Which isn't right my 2 bed ex council house with a big garden should be a starter home but it isn't.

LakieLady · 17/07/2021 12:19

[quote TheDogsMother]@LakieLady I know exactly where you are talking about and we moved away from the next door village to escape it. The A road is already ridiculously busy without this and its a disproportionately huge development for the setting.[/quote]
That A-road has no business being an A-road imo. Narrow, windy, not a single section of dual carriageway and most of it 40 mph limit. I've been on plenty of B-roads that are far better.

The traffic implications of that proposed development are horrendous. I don't know what the current assumption for traffic movements per dwelling is, but it used to be 3.6 per day. 3,000 more homes would mean 10,000 more car journeys on the surrounding tiny, rural lanes and one very busy and woefully inadequate A-road.

I haven't been able to unearth any more details on the proposals, so I don't know if they include a new road. But the lack of schools is a big problem too. The nearest two primaries are both full, and the secondary that serves the area is already at capacity and takes pupils from the nearest town, as the secondary is over capacity most years.

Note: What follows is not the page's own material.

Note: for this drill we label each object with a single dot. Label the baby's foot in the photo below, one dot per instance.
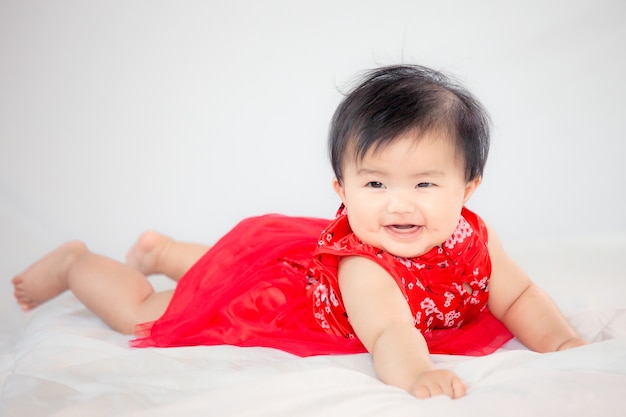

And I'm sure this story is being repeated in rural areas all over the country. Imo, development should be properly planned, with sites identified and designated, and landlowners and developers shouldn't be able to just apply for consent on spec for any old site that someone fancies flogging at a huge profit.

A proper, functional planning framework could be tightened up so that councils can't just get away with failing to identify sufficient sites for housing and that redevelopment of agricultural land and woodland were an absolute last resort.

And it could reduce pressures on areas that are surrounded by protected landscapes, which are especially vulnerable to over-development, because some counties are mostly AONB or national park. They have to shoehorn development into a much smaller area and I'm not sure that this is recognised at the regional/structure planning level.

When you look at a map of the SE corner of England, you can see that there's not a huge amount of land that doesn't come into one or other of the protected categories:

commons.wikimedia.org/wiki/File:England_and_Wales_NPs_and_AONBs_map.svg

It's also the most densely populated area that isn't a city

www.reddit.com/r/MapPorn/comments/9qsdf8/historic_counties_of_the_british_isles_by/

The pressures to develop are immense. I think if the government was really serious about "levelling up", they would focus their efforts on encouraging businesses and services to relocate away from London and the SE. Instead, they are throwing money at SE towns like Newhaven and Hastings which, while they undoubtedly have their issues, are already showing signs of levelling themselves up, as many local people can't afford to live in the nicer towns like Lewes and Rye.

This surely couldn't have anything to do with the fact that both have Tory MPs with narrow majorities, could it?